An Innovative Curriculum

The breadth and diversity of courses you can take in the College of Arts & Sciences is extraordinary: in addition to more than 2000 classes offered each year by the College of Arts & Sciences, you'll enjoy access to nearly 2,000 additional courses in the six professional and applied colleges at Cornell, many considered the best in the nation in their respective fields.

Academic Distribution Requirements

The College’s academic distribution requirements will give you:

  • cultural breadth (both geographical and temporal)
  • effective writing and quantitative skills
  • facility in a foreign language beyond the introductory level
  • imaginative and critical thinking

To choose your courses for a semester, use the Class Roster. It shows the schedule of all classes offered in a particular term, along with class enrollment information and course details. The Class Roster is updated frequently.
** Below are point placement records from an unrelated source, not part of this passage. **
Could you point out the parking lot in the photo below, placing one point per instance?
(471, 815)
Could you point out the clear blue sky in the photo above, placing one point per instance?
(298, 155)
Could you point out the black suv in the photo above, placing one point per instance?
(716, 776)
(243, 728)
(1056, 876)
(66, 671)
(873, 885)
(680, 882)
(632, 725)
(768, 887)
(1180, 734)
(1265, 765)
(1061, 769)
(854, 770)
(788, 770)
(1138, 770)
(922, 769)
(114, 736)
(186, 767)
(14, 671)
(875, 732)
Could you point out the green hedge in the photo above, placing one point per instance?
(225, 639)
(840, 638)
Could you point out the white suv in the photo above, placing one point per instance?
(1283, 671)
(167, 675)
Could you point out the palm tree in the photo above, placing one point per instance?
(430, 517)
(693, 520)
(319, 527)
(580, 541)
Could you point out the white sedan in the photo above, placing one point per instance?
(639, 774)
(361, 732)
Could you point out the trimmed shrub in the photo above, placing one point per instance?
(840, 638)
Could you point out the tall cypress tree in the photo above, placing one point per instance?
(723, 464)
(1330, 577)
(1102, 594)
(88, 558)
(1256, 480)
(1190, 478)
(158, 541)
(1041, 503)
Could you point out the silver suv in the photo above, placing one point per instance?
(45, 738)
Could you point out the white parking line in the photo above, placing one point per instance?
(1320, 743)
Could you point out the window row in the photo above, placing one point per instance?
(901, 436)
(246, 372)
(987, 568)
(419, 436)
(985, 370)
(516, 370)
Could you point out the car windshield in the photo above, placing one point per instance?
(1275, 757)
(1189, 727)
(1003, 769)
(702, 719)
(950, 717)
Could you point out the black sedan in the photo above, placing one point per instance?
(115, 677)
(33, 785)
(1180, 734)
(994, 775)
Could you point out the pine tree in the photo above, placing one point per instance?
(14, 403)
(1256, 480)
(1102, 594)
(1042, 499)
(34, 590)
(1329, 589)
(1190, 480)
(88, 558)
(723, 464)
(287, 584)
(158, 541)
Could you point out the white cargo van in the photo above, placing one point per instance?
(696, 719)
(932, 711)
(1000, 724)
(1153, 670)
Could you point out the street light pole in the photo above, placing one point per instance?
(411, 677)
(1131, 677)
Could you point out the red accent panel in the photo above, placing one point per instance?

To plan your classes over your four years at Cornell, use the Courses of Study. It represents Cornell’s full catalog of courses and is published annually. It provides information on Cornell degree programs, requirements, policies and procedures.

A New Curriculum 

On October 30, 2018, the College of Arts & Sciences faculty approved a new undergraduate curriculum to be implemented with the incoming first year class in fall 2020. The new curriculum focuses on the theme of exploration and reaffirms the college’s commitment to a liberal arts and sciences education. Changes have made the curriculum easier for students to navigate, simplified the graduation requirements and expanded student opportunities for interdisciplinary work and faculty opportunities for innovative teaching. 

Innovative Learning

If you’re one of the 3,000 students across the university taking biology or physics at the College, you may be part of an innovative classroom project that uses active learning, a new model that is proving to be the quickest path to expert-level mastery.

Your education at Cornell will extend far beyond the classroom, and likely beyond Ithaca. You can join a faculty member’s research team on campus, conduct field study research from India to Maine or spend a semester in D.C. with Cornell in Washington. You could study abroad in one of more than 85 countries or develop your own research project through independent study. Give yourself the freedom to explore.